On the evening of November 21, the Los Angeles LGBT Center held a candlelight vigil to honor Transgender Day of Remembrance (TDOR) and the victims of the Colorado Spring Shooting.
The evening of community support and healing was designed to not only remember those we’ve lost, but to raise awareness about the constant stigma and discrimination experienced by the TGI/ENBY+ community.
Transgender Day of Remembrance is a solemn occasion where our community names and honors the members of our trans and gender-nonconforming family who we lost to senseless acts of violence.
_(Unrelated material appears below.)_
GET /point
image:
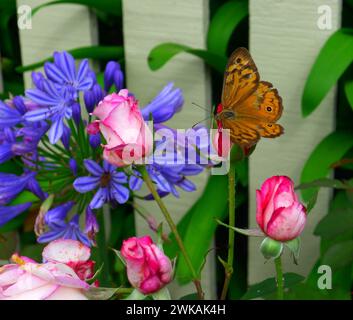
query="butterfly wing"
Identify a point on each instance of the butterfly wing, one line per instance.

At least 32 transgender or gender non-conforming people have been killed in the U.S. this year, though the actual number is likely to be even higher due to underreporting.
Photos: The Los Angeles LGBT Center
“We refuse to let violence rob us of the possibility to gather, to love each other, and to dream together in solidarity,” said Trans Wellness Center Program Manager, Mariana Marroquin. “We gather because we must remember what is worth fighting for. For now, we commemorate. We tell the stories of the ones we lost. For tonight, that will be enough.”
This year’s vigil comes amid a rise in anti-LGBTQ+ and anti-transgender legislation across the country. Since the beginning of 2022, at least 13 states have enacted anti-transgender legislation targeting trans youth, school curriculums, and doctors who provide safe and affirming medical care.
This year, TDOR came the day after the senseless shooting in Colorado Springs that left five dead and more than 25 injured. The vigil also held space to mourn those who were killed at Club Q and to call out the the increase in anti-LGBTQ+ violence, rhetoric, and political scapegoating in the United States.
“The Center will honor the lives we have lost by taking continued action to protect our community from all forms of anti-LGBTQ violence,” said the Center’s CEO, Joe Hollendoner. “Whether that’s by preserving and expanding the sacred spaces like Trans* Lounge where our community can come together to be safe, continuing our advocacy efforts to address anti-LGBTQ legislation and rhetoric, or caring for survivors of hate crimes through our anti-violence program, the Center will do everything possible to make sure another queer or trans life is not lost due to hate. Recent events have served as a painful reminder that our local and national anti-violence work remains urgent.”
The TDOR event was organized by the Center’s Cultural Arts, Trans* Lounge, and Trans Wellness Center teams, and was supported by community partners Bienestar, TransLatin@ Coalition, Children’s Hospital Los Angeles, Friends Community Center, and Youth Moving On.